Thursday, November 27, 2014

The Rottweiler (part 1)

                   The Rottweiler  (part 1)

                      (Brody and Murphy)

 Fast Facts

Country of Origin:Germany
AKC Group:Working Group
UKC Group:Guardian
Use today:Guardian, companion, cattle drover
Life Span:9 to 11 years
Color:Black with tan or rust-colored markings.
Coat:Short, straight, coarse and dense.
Grooming:Groom as needed.
Size:Medium Dog Breed
Height:22 to 27 inches at the shoulder
Weight:Proportionate to height   

Dating back to the Roman Empire and considered one of the oldest herding breeds, early Rottweilers guarded and protected the cattle of the moving armies. Descended from powerful mastiff-type dogs, they were a strong and trustworthy companion. In the middle ages, they became known as the butcher's dog of Rottweil, traveling with butchers to protect their cattle and moneybags. With the invention of better roads and the invention of mechanized transportation, the courageous dogs were no longer needed and the breed nearly disappeared. During the World Wars, Rottweilers proved themselves multi-faceted working dogs, serving as a police, guard, and messenger-dogs.
Rottweilers today thrive on working, protecting, and keeping active—often all at the same time. Extremely loyal, a Rottie must be socialized and trained early, to keep his protective drive in check (keeping burglars out is great, but you may want him to let your new friends come in!)
Strong and athletic, a Rottweiler needs vigorous workouts, not a mere walk around the block. Along with exercise, a Rottie needs daily interaction with the family. A properly-trained Rottweiler will adore and protect his own children, but his sheer size may be an issue with very young children.

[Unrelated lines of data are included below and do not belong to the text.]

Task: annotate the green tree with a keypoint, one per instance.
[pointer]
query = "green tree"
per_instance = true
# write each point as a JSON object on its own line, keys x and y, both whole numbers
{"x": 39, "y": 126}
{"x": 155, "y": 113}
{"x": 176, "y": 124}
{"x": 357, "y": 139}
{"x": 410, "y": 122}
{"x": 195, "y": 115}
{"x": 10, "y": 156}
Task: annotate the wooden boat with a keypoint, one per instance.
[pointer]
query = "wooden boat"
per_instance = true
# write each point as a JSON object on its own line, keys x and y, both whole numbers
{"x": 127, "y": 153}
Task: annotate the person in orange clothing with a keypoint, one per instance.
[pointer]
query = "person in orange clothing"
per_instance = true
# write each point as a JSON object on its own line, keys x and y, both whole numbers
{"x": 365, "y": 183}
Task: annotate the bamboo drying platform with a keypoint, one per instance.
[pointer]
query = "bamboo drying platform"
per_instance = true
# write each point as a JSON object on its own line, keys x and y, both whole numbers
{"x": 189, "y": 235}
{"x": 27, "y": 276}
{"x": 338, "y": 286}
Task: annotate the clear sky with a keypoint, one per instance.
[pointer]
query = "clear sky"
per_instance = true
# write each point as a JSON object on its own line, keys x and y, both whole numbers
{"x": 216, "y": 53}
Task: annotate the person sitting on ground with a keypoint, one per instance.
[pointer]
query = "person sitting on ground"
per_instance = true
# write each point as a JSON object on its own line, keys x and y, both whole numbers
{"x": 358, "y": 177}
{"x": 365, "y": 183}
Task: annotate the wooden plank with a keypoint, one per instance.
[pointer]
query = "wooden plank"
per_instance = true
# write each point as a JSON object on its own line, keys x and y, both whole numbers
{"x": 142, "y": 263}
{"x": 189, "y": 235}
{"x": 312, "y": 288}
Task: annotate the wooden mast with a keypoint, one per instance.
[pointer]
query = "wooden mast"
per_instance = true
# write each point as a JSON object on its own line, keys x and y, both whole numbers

While Rottweilers are typically good with animals in their family, they should be closely supervised with others. After all, a wary Rottie may resist following the “everyone’s my new best friend” philosophy at his local dog park.


The Rottweiler
A+ Guard dog
Self-confident Are you and the Rottweiler a Match?
Terrific for a person who:

    Understands the responsibility of owning a loyal guard dog.
    Knows how to keep an athletic breed fit and happy.
    Enjoys the challenges of advanced obedience training.
Think twice if you’re a person who:
Allows even the family gerbil to boss him around.
Expects the dog to cheerfully greet new people and animals.
Figures a dog can teach himself everything he needs to know.
Care and Maintenance of a Rottweiler:
The Rottweiler needs brushing a few times a week. Their short glossy coats can be wiped down as needed.
The Standard Look:
Males measure from 24 to 27 inches at the shoulder; females 2 inches less. The Rottweiler is a powerful dog and they should appear strong and fit. The harsh smooth-coat is black, with rich tan markings.